Back to Basics is a weekly feature that highlights important but possibly overlooked information that any EHS professional should know. This week, we examine how to create a fatigue risk management system.
Worker fatigue is a serious problem that can lead to dangerous work conditions, lower productivity, injuries, and even death.
According to OSHA, employers can reduce the risk of worker fatigue in the workplace by:
- Examining staffing issues such as workload, work hours, understaffing and worker absences
- Arranging schedules to allow frequent opportunities for rest breaks and nighttime sleep
- Adjusting lighting, temperature, and physical surroundings of the work environment to increase alertness
- Providing worker training and education on the hazards and symptoms of worker fatigue, the need for adequate sleep, and the importance of diet, exercise, and stress management
- Consider implementing a fatigue risk management system (FRMS) to help you manage fatigue
The American College of Occupational and Environmental Medicine (ACOEM) in 2012 published a guidance statement detailing the importance of managing fatigue risk in the workplace. The statement discussed how to establish an FRMS, which may include:
- A fatigue management policy
- Fatigue risk management, including collecting information about fatigue as a hazard, analyzing its risk, and putting controls in place to mitigate the risk
- A fatigue reporting system for employees
- Fatigue incident investigation
- Fatigue management training and education for employees, management, and families
- Sleep disorder management
- A process for internal and external auditing of the FRMS that delivers corrective actions through a continuous improvement process
Setting up an FRMS
The size of the FRMS will vary depending on the size and complexity of the business. At a small company, it could be one person in the safety department with these responsibilities; at larger companies, there could be a steering committee with representatives of various groups including personnel, work scheduling, manpower, safety, union or employee representatives, training, or any other group involved with work scheduling and fatigue.

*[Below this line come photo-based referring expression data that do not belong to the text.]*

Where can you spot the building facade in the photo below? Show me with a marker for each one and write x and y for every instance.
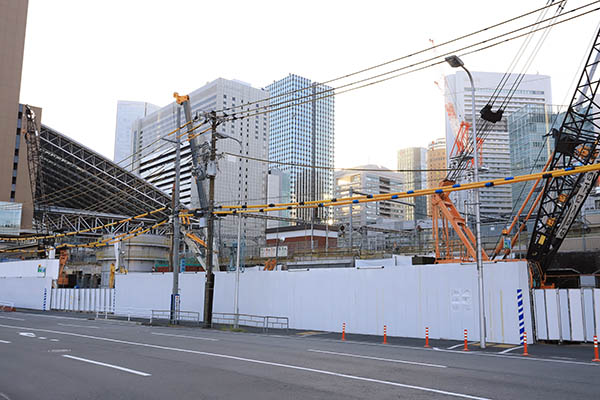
(412, 164)
(127, 113)
(365, 180)
(15, 190)
(239, 180)
(436, 165)
(530, 148)
(496, 203)
(302, 136)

According to the ACOEM guidance, there are five levels of defense against errors from fatigue:
- Workload-staffing balance
- Shift scheduling
- Employee fatigue training and sleep disorder management
- Workplace environment design
- Fatigue monitoring and alertness for duty
A major root cause of worker fatigue is an imbalance between workload and staffing levels. Staffing levels play the largest role in determining the average amount of overtime per employee, average time between shifts, average time off between consecutive blocks of shifts, average shift length, average work hours per week, average number of consecutive days worked, and discrepancy between the published shift schedule and the actual schedule worked.
If the staffing level is lower than it should be, the employees have to work additional hours or extra shifts. Understaffing can impact both acute and chronic fatigue levels, but employees may volunteer for overtime to make more money. Some employees may become over-fatigued and over-stressed and miss work, which puts more pressure on the remaining employees to work overtime.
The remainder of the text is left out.